When we read this excellent short story it is hard not to escape the fact that one of the moods that Poe so excellently created is terror and fear. This is a story that you would be wise not to read late at night if you were by yourself and in the dark! Let us explore how he establishes this mood by analysing a few key images that he creates.
I think one of the images that certainly creates this mood of horror in me is when the unnamed narrator is in the old man's room at night, silent and still, waiting to kill him, but then he hears the old man utter a groan of "mortal terror":
Presently I heard a slight groan, and I knew it was the groan of mortal terror. It was not a groan of pain or of grief--oh, no!--it was the low stifled sound that arises from the bottom of the soul when overcharged with awe. I knew the sound well. Many a night, just at midnight, when all the world slept, it has welled up from my own bosom, deepening, with its dreadful echo, the terrors that distracted me. I say I knew it well. I knew what the old man felt, and pitied him, although I chuckled at heart. I knew that he had been lying awake ever since the first slight noise, when he had turned in the bed. His fears had been ever since growing upon him.

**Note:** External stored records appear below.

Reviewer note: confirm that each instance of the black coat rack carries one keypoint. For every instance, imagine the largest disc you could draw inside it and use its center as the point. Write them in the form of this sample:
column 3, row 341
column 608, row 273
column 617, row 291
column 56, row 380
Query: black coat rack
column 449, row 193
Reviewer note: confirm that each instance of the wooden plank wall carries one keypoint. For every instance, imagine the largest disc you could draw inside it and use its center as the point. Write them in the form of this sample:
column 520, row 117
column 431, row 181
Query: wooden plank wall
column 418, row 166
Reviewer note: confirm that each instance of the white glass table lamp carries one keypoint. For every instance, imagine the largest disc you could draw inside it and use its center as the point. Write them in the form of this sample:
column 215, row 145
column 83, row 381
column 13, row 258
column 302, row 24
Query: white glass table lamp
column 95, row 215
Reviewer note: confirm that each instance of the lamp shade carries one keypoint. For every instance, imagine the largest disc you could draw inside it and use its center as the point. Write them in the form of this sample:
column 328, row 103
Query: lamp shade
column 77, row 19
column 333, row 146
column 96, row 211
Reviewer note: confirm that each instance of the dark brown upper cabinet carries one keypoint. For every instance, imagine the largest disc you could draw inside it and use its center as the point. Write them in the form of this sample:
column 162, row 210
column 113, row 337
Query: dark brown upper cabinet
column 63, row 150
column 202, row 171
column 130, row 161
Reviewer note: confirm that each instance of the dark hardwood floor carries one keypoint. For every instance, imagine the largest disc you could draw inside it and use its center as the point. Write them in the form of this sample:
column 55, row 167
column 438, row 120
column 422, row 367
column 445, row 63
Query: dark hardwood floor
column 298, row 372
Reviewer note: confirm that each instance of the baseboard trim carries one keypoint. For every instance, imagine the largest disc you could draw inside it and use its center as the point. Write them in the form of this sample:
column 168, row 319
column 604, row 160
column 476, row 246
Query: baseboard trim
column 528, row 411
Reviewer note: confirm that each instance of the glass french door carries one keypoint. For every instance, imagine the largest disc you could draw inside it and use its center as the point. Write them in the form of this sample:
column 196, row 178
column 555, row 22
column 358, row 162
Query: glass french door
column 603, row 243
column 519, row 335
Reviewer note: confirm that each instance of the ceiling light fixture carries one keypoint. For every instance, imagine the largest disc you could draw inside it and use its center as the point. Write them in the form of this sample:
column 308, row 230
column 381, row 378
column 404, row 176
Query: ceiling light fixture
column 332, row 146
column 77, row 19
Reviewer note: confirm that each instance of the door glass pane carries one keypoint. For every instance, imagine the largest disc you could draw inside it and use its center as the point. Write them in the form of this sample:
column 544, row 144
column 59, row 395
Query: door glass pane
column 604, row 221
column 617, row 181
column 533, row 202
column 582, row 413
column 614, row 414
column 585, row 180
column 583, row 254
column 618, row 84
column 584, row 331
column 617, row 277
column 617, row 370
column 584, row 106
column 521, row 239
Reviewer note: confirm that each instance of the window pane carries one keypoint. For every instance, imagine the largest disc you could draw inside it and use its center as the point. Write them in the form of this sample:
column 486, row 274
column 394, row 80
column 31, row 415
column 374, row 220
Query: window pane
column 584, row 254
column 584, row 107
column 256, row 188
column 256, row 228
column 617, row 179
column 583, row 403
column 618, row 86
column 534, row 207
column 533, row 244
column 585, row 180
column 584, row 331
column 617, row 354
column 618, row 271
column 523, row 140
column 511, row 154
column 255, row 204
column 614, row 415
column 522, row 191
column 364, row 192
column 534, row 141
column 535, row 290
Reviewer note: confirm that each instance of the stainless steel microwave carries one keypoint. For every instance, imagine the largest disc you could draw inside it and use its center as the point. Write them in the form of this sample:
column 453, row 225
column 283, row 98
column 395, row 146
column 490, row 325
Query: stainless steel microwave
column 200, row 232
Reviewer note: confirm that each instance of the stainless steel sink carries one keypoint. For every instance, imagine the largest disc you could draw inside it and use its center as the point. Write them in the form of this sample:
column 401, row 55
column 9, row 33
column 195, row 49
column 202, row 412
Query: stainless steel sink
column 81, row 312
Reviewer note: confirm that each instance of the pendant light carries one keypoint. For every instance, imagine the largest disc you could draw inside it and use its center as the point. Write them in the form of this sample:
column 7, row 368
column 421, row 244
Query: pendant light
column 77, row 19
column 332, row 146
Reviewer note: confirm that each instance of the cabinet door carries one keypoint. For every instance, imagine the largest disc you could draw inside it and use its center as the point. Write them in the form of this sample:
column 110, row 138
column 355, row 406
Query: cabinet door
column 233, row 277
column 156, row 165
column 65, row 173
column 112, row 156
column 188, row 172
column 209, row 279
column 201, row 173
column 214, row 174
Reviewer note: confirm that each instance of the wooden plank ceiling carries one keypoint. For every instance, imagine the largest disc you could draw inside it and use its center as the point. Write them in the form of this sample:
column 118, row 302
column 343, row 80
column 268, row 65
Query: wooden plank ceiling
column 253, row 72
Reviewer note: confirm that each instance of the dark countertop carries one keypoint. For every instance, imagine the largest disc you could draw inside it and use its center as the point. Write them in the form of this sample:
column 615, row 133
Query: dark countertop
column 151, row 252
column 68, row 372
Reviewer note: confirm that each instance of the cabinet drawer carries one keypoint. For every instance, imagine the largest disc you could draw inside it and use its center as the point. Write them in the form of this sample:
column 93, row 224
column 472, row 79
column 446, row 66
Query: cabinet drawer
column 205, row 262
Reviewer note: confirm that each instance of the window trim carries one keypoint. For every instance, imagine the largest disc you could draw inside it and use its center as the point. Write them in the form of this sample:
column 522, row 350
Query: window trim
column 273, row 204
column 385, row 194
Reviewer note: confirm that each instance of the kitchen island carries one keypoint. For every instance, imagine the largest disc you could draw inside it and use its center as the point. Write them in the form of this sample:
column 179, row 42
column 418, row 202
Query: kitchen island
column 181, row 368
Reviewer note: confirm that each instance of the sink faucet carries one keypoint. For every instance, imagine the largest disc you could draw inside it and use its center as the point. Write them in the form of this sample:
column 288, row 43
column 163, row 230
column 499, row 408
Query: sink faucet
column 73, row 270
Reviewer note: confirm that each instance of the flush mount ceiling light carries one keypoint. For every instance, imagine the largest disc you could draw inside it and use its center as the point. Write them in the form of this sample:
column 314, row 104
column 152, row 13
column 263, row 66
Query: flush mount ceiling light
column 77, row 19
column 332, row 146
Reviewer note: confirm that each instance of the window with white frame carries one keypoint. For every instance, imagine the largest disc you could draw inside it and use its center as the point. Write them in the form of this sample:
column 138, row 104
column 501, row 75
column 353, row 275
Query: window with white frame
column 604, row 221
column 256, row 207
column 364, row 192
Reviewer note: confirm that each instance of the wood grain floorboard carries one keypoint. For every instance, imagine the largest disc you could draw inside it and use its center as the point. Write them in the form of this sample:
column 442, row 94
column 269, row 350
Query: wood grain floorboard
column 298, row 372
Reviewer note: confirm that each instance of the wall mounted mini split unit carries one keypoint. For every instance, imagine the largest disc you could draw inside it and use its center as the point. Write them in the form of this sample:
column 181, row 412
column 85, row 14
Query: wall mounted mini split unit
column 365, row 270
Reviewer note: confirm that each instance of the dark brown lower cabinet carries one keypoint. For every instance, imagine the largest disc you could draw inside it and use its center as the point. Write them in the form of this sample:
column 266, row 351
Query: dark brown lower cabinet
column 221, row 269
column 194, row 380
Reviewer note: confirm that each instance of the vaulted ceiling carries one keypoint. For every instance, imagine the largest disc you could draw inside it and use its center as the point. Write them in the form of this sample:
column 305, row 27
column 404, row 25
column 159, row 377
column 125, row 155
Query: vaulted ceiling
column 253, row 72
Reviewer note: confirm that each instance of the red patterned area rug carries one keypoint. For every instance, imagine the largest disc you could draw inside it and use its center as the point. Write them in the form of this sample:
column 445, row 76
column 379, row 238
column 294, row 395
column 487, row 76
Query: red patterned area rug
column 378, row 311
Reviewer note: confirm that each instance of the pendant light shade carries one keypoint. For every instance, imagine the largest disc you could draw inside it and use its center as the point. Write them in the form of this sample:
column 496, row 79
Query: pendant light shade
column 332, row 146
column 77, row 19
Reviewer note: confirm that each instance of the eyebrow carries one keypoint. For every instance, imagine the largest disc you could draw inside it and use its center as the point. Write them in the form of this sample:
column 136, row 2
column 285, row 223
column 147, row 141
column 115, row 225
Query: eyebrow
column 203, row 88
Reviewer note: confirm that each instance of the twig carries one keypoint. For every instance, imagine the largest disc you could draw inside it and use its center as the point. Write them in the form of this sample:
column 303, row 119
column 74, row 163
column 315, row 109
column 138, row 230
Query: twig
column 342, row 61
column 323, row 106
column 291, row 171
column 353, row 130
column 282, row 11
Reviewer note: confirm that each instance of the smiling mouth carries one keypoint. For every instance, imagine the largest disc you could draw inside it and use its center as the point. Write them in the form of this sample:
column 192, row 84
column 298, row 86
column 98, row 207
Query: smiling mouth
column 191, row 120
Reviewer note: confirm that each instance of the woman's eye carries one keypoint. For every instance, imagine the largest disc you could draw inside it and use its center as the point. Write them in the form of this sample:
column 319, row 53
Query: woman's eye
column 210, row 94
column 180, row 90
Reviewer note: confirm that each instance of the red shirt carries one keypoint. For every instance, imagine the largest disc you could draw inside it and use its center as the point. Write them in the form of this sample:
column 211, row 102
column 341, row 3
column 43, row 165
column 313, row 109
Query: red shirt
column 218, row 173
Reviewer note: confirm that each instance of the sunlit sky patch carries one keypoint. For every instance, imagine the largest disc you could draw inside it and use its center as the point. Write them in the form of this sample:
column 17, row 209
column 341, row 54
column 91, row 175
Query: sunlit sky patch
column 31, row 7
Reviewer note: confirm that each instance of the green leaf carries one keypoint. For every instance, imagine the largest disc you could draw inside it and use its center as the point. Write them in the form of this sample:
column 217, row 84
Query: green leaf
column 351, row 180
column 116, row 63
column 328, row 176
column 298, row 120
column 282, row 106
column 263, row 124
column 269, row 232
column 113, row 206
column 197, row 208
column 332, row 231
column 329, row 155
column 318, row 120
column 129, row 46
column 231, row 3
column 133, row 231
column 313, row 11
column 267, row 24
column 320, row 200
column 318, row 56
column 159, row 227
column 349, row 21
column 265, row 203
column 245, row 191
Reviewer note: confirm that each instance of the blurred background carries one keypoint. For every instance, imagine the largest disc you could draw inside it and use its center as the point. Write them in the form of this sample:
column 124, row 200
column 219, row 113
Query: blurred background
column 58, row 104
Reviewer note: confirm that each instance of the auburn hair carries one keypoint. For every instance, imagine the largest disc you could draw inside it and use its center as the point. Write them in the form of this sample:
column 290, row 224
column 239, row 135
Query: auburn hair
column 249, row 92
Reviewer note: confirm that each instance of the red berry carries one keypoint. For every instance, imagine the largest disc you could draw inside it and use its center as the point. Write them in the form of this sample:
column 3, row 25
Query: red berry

Note the description of the old man and the way that he is left prey to his own fears, which in many ways is worse than being aware of what the threat is, as our fears can "grow upon us." Also note the way that the narrator, although he pities the old man, also "chuckles at heart," making his act and the vision of him waiting silently in the old man's room whilst the old man is terrified that much more sinister and terrible.
Poe therefore creates a mood of horror and fear by deliberately playing on our own preconceptions and terrors, presenting us with a man lying awake in his bed knowing that someone or something is in the same room as him, waiting to kill him.